Find the function $f(x)$ whose graph passes through the point $(0,\frac{4}{3})$ and whose derivative is: $f'(x) = x \sqrt{16-x^2}$ Section 5.2
Can somebody verify this solution for me?
Find the function $f(x)$ whose graph passes through the point $(0,\frac{4}{3})$ and whose derivative is:
$f'(x) = x \sqrt{16-x^2}$

So the idea here is we integrate $f'(x)$ to get $f(x)=Something +C$ Where $C$ is our constant of integration, and then we use the fact that $f$ must pass through the point $(0,\frac{4}{3})$ to figure out what $C$ is.
So first lets integrate $f'(x) = x \sqrt{16-x^2}$
$\int x \sqrt{16-x^2}dx$
Let $u=16-x^2$. Then $\frac{du}{dx}=-2x$ and $\frac{du}{-2x}=dx$. And so we have:
$\int x \sqrt{16-x^2}dx$
$=\int x \sqrt{u}\frac{du}{-2x}$
$=\frac{-1}{2} \int \sqrt{u}du$
$=\frac{-1}{2} \frac{u^{\frac{3}{2}}}{\frac{3}{2}}+C$
$=\frac{-1}{3} u^{\frac{3}{2}}+C$
$=\frac{-1}{3} (16-x^2)^{\frac{3}{2}}+C$
Okay.
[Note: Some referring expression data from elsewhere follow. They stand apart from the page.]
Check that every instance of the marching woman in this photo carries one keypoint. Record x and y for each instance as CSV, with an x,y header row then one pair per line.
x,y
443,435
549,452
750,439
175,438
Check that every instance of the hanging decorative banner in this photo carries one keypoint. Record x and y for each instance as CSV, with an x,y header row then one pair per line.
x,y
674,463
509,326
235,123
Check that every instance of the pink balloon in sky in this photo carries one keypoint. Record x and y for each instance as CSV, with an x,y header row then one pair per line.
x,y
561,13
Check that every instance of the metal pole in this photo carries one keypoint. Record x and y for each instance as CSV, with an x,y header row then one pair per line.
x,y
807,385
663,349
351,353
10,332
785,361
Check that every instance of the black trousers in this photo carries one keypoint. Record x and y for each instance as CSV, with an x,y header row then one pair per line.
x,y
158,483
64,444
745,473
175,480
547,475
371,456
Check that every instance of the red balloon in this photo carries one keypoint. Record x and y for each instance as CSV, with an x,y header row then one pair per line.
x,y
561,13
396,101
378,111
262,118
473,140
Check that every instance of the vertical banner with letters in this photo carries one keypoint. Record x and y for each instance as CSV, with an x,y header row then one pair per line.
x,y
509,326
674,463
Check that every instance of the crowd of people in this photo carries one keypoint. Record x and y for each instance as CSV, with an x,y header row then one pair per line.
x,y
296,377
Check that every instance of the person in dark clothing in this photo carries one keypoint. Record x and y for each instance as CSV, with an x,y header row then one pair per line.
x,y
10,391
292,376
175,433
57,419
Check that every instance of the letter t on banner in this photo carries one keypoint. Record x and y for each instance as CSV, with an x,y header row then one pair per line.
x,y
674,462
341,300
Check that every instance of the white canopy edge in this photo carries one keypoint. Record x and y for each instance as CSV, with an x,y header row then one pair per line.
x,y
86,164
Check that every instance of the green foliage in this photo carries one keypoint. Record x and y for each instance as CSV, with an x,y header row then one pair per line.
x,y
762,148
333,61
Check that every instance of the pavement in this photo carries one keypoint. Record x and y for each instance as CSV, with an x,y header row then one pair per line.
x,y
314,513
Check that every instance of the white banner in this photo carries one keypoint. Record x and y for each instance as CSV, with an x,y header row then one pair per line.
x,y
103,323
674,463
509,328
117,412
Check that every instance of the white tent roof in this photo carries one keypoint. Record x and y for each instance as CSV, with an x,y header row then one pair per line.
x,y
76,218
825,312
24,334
So by defintion $f(x)=\int f'(x)dx$. Thus $f(x) = \frac{-1}{3} (16-x^2)^{\frac{3}{2}}+C$. Lets plug in the point $(0,\frac{4}{3})$ and solve for $C$
$\frac{4}{3} = \frac{-1}{3} (16-0^2)^{\frac{3}{2}}+C$
$\rightarrow \frac{4}{3} = \frac{-1}{3} (16)^{\frac{3}{2}}+C$
$\rightarrow 4= -(16)^{\frac{3}{2}}$
$\rightarrow 4=-(4^3)+ \frac{C}{3}$
$\rightarrow 4=-64+ \frac{C}{3}$
$\rightarrow \frac{68}{3}=C$
Therefore, plugging this back into $f(x)$, we get:
$f(x) = \frac{-1}{3} (16-x^2)^{\frac{3}{2}}+\frac{68}{3}$
Unfortunately, the computer says the correct solution is:
$f(x) = \frac{-1}{3} (16-x^2)^{\frac{3}{2}}+\frac{68}{3}$
Can somebody find my error? Thanks!
 A: Your mistake is introduced here:

$\rightarrow \frac{4}{3} = \frac{-1}{3} (16)^{\frac{3}{2}}+C$
$\rightarrow 4= -(16)^{\frac{3}{2}}+C$

What you did here is multiply by $3$ on both sides, I believe. You also went ahead and let the factor of $3$ be "absorbed" into the constant $C$ (after all, $C$ is a constant, and therefore so is $3C$). We do this a lot in more complicated integrals, so it's understandable you would do this.
However, the value of $C$ necessary to satisfy this problem is fixed - a very particular (indeed, just one) value of $C$ can work here, so we cannot let $3C$ be considered as just as nebulous a constant as $C$. It's like when you're solving $x-1=0$: if you have $3x$ instead, you'd get a very different solution.
But at least this means rectifying your solution is easy. From the second line forward, just replace $C$ with $3C$, and then an additional last step will let you conclude $C=68/3$.
A: The correction is : $\frac{4}{3}=\frac{-1}{3}(16)^{3/2} +C$ then $ 4=-1(16)^{3/2} +3C$